I’ve decided to be proactive and use the remaining funds that this incredible community raised for me towards genetic testing. If I’m to have faith in conventional treatment, knowing that guesswork is minimized would be helpful. FoundationOne, an FDA-approved lab, uses biopsied tissue to identify mutations, amplifications, and other alterations to match targeted treatments. Though it’s unfortunately not covered by our healthcare system and comes at a high cost, this step feels essential for my peace of mind and the best way forward.

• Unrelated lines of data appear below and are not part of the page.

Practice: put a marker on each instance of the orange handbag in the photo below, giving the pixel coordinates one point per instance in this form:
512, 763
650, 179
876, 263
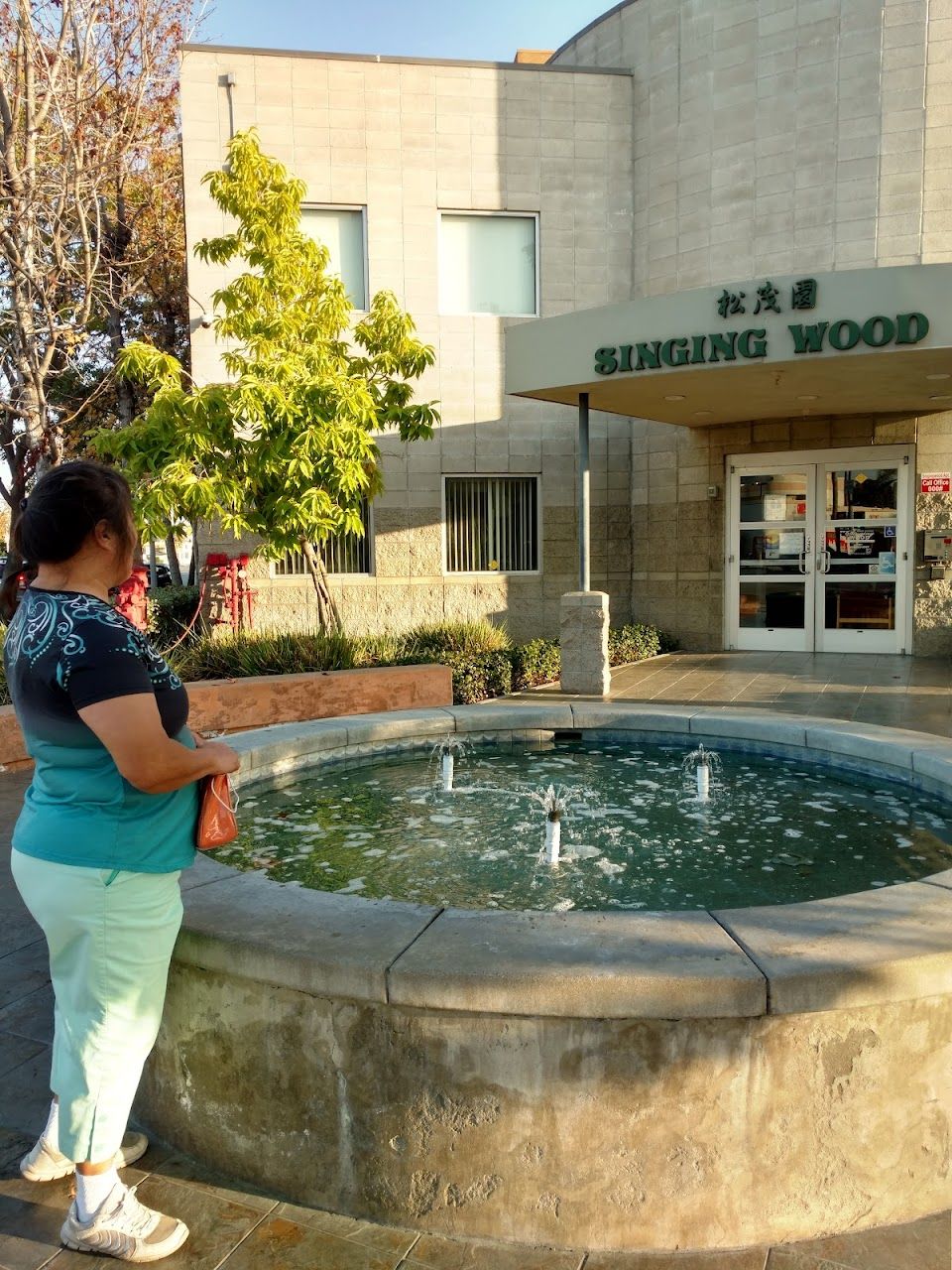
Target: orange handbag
217, 824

I didn’t want to fight to get my oncologist’s sign-off on this or to help me apply for the grant. Her support is essential in moving forward and incorporating this information into my treatment plan. After a four-hour drive and praying for a smooth meeting, I was met with warmth and her full support.

I’m not the same person who once held strong judgments and rigid beliefs. Reflecting on who I was, I see how much I’ve softened the boundaries of what I thought I knew. On a good day, I as Spirit feel more real than I as body. In surrendering my attachments—to appearances, outcomes, and certainty—I’ve discovered that guidance often arrive in the most unexpected and affirming ways. I yearn for connection, to bridge the gap of differences, and to find refuge in the love that unites us all. In this way, I feel closer to God and all of creation, and in this connection, I find my peace.